Après quelques recherches, les gendarmes tombent sur le fameux Loïc, qui n'est autre que le jardinier de... Jean-Jacques et Josiane Le Couviour : le fils et la belle-fille d’Eugène. Le jardinier est arrêté, tout comme le couple, et c'est lui qui craque le premier. Sa patronne lui a bien demandé d'éliminer Anne-Marie Le Couviour. En garde-à-vue, cette dernière avoue en partie. Elle reconnaît avoir commandité le cambriolage, mais pas l'assassinat : elle voulait seulement récupérer le testament de son beau-père. Quant à Jean-Jacques Le Couviour, le fils d'Eugène, il semble tomber des nues. En réalité, il n'était au courant de rien et découvre, en même temps que les gendarmes, que sa femme est sans doute la commanditaire de l'assassinat d'Anne-Marie Le Couviour. C'est pour des raisons d’héritage, de peur qu'Anne-Marie Le Couviour ne capte l'héritage au profit des enfants d'Eugène en cas de décès de ce dernier, que la belle-fille serait passée à l'acte.
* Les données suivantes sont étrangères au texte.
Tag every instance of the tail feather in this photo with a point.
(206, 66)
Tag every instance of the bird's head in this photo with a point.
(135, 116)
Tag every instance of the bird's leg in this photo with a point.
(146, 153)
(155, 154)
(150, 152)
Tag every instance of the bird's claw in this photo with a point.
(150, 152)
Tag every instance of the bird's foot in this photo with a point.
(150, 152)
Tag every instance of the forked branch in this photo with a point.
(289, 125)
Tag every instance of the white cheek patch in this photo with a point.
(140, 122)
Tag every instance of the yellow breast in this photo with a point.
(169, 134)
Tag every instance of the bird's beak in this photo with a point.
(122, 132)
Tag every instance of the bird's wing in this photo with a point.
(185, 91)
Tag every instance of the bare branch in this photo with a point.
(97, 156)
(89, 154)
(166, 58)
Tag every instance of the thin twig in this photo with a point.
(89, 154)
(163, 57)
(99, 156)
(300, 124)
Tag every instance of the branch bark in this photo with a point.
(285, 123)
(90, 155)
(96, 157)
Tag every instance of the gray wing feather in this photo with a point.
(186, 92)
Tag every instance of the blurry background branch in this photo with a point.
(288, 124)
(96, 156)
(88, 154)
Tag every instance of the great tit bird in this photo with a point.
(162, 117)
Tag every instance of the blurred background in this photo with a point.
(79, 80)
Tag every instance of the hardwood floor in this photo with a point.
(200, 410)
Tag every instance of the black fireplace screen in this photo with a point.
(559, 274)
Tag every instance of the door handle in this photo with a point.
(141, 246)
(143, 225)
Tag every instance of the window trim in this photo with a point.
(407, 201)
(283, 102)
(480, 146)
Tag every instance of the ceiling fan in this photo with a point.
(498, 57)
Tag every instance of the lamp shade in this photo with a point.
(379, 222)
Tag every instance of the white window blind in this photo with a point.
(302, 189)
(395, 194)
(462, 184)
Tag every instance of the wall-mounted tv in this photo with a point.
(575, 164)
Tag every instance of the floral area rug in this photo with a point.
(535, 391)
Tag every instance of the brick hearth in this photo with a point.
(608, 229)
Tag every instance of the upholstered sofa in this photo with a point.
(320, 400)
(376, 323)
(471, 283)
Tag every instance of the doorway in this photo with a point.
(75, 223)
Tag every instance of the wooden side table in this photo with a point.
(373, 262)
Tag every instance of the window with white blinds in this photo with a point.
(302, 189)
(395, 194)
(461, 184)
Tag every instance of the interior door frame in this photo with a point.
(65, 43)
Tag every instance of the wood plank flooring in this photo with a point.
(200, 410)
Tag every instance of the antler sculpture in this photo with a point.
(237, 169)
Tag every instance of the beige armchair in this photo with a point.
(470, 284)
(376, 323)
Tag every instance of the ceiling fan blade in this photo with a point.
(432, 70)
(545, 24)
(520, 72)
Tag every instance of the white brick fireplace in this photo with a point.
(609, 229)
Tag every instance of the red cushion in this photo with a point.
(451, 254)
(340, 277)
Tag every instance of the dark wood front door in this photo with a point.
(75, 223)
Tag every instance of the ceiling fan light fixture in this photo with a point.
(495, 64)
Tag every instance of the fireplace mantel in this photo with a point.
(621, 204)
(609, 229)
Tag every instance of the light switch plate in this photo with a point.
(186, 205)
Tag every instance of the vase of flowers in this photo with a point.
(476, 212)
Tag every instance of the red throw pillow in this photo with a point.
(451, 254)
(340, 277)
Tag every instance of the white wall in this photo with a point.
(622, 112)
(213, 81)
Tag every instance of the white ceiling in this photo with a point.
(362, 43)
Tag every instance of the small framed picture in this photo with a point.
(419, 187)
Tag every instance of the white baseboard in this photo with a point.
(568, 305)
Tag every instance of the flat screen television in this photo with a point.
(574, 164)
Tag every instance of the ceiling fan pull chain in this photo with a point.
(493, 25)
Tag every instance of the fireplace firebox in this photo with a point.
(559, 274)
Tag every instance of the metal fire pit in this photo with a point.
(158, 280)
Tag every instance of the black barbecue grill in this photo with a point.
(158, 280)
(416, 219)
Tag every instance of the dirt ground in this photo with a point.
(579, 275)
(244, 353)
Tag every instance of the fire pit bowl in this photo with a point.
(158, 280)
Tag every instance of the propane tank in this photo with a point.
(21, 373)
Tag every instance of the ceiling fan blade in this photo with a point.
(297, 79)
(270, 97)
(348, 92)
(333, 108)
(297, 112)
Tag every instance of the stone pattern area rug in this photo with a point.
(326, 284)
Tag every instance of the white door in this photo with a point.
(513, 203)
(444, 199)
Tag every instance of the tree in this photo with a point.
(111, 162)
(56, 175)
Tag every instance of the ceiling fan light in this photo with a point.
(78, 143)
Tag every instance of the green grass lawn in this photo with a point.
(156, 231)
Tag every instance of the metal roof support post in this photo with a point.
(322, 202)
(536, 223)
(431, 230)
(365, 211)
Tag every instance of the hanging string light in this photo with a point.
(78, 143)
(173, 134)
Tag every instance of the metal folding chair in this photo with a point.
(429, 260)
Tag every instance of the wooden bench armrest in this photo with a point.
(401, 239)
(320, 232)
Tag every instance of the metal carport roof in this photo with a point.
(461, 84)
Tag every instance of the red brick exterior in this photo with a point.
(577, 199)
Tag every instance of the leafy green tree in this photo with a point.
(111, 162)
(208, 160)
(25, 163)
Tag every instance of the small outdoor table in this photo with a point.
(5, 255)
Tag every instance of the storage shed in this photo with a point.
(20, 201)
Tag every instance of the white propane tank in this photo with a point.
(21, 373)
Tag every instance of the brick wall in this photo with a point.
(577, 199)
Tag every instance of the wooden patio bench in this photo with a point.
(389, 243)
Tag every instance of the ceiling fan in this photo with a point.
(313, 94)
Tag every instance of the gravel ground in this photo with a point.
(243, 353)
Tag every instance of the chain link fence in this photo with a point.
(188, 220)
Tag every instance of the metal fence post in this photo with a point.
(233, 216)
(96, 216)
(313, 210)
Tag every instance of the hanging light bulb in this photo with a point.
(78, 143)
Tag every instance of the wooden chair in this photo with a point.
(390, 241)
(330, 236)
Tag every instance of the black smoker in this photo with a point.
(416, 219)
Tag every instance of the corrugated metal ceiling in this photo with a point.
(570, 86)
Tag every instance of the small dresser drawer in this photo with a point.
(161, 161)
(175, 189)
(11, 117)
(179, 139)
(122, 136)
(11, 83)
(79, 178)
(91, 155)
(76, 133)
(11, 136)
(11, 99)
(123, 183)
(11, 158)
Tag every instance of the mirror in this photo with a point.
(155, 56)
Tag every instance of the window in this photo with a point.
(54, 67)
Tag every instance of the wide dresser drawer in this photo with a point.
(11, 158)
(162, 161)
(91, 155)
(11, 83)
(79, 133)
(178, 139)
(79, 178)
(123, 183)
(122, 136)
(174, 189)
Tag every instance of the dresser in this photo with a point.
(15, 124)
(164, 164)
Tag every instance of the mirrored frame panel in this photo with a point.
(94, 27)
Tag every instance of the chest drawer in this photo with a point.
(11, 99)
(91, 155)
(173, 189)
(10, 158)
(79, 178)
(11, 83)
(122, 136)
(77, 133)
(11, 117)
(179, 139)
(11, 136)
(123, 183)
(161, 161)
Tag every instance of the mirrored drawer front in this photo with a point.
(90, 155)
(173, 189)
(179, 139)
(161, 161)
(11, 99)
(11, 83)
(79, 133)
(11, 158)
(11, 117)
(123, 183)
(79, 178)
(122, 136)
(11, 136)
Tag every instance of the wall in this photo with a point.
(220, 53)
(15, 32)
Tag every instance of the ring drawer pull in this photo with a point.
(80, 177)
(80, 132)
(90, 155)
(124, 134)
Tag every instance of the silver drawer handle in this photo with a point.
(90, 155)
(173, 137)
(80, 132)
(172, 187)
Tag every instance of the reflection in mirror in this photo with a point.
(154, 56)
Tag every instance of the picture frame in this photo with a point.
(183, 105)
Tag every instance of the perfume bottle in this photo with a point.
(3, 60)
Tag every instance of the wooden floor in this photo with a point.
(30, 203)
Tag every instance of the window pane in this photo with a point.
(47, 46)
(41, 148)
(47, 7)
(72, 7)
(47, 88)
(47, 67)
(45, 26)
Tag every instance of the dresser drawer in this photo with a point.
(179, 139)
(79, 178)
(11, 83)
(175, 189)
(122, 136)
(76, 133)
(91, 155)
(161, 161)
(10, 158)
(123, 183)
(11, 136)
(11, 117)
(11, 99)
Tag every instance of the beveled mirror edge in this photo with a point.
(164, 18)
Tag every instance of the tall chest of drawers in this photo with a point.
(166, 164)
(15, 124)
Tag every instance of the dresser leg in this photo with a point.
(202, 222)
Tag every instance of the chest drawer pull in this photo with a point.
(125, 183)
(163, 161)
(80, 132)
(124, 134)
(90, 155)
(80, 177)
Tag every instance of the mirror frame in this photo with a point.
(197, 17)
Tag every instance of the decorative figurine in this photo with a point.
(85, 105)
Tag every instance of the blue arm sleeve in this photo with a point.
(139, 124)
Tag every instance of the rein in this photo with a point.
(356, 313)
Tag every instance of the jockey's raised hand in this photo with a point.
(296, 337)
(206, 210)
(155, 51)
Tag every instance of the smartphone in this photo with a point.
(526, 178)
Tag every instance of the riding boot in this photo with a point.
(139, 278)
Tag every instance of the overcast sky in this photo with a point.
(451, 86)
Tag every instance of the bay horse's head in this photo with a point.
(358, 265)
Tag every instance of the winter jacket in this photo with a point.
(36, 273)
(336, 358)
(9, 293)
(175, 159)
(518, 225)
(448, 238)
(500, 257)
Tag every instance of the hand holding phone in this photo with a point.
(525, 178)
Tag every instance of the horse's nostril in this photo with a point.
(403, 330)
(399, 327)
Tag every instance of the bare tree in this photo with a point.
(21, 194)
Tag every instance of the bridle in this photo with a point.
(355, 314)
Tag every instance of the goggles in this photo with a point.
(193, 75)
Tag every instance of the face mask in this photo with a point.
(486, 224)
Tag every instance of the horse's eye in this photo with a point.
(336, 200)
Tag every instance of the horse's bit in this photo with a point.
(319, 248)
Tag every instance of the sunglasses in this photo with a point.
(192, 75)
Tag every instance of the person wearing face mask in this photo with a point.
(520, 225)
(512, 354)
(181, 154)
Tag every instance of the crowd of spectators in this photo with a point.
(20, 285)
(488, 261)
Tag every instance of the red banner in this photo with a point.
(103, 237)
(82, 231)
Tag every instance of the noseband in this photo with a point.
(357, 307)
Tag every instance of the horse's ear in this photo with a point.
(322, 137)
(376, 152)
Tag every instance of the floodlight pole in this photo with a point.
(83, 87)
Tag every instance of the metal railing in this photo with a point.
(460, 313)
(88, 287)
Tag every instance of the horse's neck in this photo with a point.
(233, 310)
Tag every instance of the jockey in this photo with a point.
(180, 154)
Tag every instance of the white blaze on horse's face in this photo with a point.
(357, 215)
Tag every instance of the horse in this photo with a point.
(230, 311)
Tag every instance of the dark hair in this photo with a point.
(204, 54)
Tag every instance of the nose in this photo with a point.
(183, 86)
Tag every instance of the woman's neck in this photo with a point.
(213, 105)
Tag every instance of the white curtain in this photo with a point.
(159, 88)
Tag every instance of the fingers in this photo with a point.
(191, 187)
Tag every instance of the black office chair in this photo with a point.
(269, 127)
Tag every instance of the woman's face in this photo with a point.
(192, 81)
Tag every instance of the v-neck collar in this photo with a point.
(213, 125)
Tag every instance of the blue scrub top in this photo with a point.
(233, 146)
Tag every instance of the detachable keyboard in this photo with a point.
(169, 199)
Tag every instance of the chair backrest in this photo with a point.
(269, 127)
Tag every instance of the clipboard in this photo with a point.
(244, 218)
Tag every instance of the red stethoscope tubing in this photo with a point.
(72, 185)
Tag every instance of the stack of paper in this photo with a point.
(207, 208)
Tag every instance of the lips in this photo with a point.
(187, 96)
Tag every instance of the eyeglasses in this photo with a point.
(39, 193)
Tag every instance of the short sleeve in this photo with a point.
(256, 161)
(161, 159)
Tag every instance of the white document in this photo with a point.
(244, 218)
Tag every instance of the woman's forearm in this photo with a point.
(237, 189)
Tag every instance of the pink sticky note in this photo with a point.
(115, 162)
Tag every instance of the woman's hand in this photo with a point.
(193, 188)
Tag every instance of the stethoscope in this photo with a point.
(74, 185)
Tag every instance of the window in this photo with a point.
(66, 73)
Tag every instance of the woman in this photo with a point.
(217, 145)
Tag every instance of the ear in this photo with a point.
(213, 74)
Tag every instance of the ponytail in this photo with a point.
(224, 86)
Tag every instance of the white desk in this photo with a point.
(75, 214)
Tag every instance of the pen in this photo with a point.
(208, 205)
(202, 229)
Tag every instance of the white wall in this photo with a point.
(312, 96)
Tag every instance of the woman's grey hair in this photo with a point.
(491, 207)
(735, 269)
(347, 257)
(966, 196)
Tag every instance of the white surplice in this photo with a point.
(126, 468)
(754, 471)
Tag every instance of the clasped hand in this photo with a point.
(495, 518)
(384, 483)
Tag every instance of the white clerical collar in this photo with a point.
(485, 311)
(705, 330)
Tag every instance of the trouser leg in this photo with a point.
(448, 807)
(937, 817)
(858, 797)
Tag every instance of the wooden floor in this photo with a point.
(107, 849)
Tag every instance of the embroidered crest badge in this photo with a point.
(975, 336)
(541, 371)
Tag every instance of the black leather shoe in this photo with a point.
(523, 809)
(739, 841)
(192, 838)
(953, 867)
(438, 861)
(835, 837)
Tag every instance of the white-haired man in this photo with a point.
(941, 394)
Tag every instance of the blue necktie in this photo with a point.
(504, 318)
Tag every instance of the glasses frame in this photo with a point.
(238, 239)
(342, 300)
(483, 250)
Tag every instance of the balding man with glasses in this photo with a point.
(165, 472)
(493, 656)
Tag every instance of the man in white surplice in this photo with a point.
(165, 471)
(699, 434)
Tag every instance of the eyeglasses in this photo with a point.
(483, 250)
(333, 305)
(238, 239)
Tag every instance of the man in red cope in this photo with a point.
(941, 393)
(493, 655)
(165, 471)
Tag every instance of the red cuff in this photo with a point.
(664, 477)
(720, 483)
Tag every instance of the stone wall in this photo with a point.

Jusqu’au procès en assisses, Josiane Le Couviour va maintenir sa version : elle a commandité un cambriolage, pas un assassinat, ce n'est pas ce qu'elle voulait. Une ligne derrière laquelle vont finir par se ranger les trois autres accusés (Loïc Dugué, Wenceslas Le Cerf et Guénolé Madé) malgré leurs aveux précédents. Même lors du procès en appel, malgré des excuses répétées, Josiane Le Couviour ne changera pas de version. Il s'agit seulement d'un cambriolage qui a mal tourné. Si, comme dans le premier procès et lors de l'appel, l'assassinat n'est pas retenu, les peines restent lourdes : 20 ans pour Wenceslas Lecerf, 15 ans pour Guénolé Madé, 9 ans pour Loïc Dugué et 16 ans pour Josiane Le Couviour. Comme si les jurés avaient voulu dire : "nous n'avons pas la preuve irréfutable de l'assassinat, mais nous en avons l'intime conviction."